The Singaporean Maritime and Port Authority commented on the 5th of July that “it had not received any information on immediate threats to ships heading through the Straits of Malacca and Singapore”. Malaysia’s transport ministry said that it was aware of the announcement but declined to comment, while the head of the Indonesian Maritime Security Agency is “looking into the issue [but] doesn’t know why China raised the alert level.”
For not one, but all three regional chaperones of the Strait to be clueless as to a specific threat seems nearly impossible. Compounding this, international shipping security experts have also metaphorically shrugged their shoulders.
Concerning the threat specifically, it is certainly lacking in body. China Cosco Shipping Group, an oil and gas transporter said that it had received information that “a certain Indonesian organisation is preparing to attack Chinese ships when passing through the Strait of Malacca”.
Most likely, the elevated threat warning has nothing to do whatsoever with non-state armed groups anywhere near the Strait, but rather, is a fait accompli which the PRC can activate to justify increased naval presence in the region. Is it just a security alert or are Chinese ambitions more strategically?
The Strait of Malacca is the linchpin of most Asian economies, particularly for oil imports from the Middle East, and product exports to Europe; rerouting around Sumatra would create all sorts of problems for Thailand, Indonesia, Vietnam, Singapore, South Korea, Japan and Taiwan, as well as China. In fact, the Strait is the 2nd most critical oil and gas conduit after Hormuz, and plays host to a quarter of all global trade.

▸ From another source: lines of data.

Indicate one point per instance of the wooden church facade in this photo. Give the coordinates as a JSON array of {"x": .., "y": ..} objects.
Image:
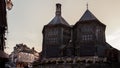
[{"x": 83, "y": 41}]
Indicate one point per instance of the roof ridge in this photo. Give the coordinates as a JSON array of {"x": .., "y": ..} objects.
[{"x": 88, "y": 16}]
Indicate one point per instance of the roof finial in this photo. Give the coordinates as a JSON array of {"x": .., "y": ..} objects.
[{"x": 87, "y": 5}]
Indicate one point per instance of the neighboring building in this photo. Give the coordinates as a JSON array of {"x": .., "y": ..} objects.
[
  {"x": 80, "y": 44},
  {"x": 3, "y": 28},
  {"x": 23, "y": 56}
]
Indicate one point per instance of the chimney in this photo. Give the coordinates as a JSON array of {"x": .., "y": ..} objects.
[{"x": 58, "y": 9}]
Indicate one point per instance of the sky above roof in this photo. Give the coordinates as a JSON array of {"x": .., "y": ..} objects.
[{"x": 27, "y": 18}]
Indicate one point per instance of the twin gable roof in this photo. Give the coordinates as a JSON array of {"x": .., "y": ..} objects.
[
  {"x": 88, "y": 16},
  {"x": 58, "y": 19}
]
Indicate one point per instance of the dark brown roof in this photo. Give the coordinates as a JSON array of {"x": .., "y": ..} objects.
[
  {"x": 58, "y": 20},
  {"x": 88, "y": 16},
  {"x": 3, "y": 54}
]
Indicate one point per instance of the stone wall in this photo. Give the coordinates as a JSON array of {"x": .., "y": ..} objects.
[{"x": 80, "y": 65}]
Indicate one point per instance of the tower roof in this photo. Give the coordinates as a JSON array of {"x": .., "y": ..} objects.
[
  {"x": 88, "y": 16},
  {"x": 58, "y": 19}
]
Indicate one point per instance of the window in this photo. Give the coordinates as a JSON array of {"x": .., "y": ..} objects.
[{"x": 87, "y": 37}]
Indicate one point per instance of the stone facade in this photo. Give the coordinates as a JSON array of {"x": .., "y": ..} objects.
[{"x": 77, "y": 46}]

The area is certainly vulnerable to traditional security actors, perhaps even more so than “a certain Indonesian organization.” A recent strategic paper on the Strait of Malacca highlights the twin-threats of conventional submarines, as well as light torpedo and anti-missile ship carrying craft capable of exerting control over the congested and narrow waterway.
Increased Chinese activity in the Strait of Malacca may also be symbolic of growing confidence in South China Sea positions, and a desire to project beyond their confines. Carl Schuster, a former US Navy Captain states “By controlling the South China Sea, China can project its air and sea power to the Pacific Ocean’s western entry points, Malacca, Sundra and Lombok Straits”. If true, then this recent announcement is only the opening salvo in a race to the chokepoints.
Additionally, parking forces in the Strait sends a clear signal to European powers, a la France, the UK and even (remarkably) Germany, who are re-engaging in the Pacific: the Chinese Navy holds the door from the West open, enter at your own risk. There is little denying that any force sailing from Europe to the South China Sea, or anywhere in the Indo-Pacific would transit through the Strait of Malacca, this is the exact route which the French Charles de Gaulle aircraft carrier took on its recent June 2019 deployment to Singapore, so this message may be intended to offer a sharp rebuke before European powers grow too comfortable regionally.
Only future deployments or appearances of Chinese naval vessels will quantify the above hypothesis, however, geopolitically “marking” the Strait of Malacca territorially establishes a de facto Chinese “sphere of influence”. Deployment, or similar announcements regarding other international arteries for trade and transport are not to be ruled out.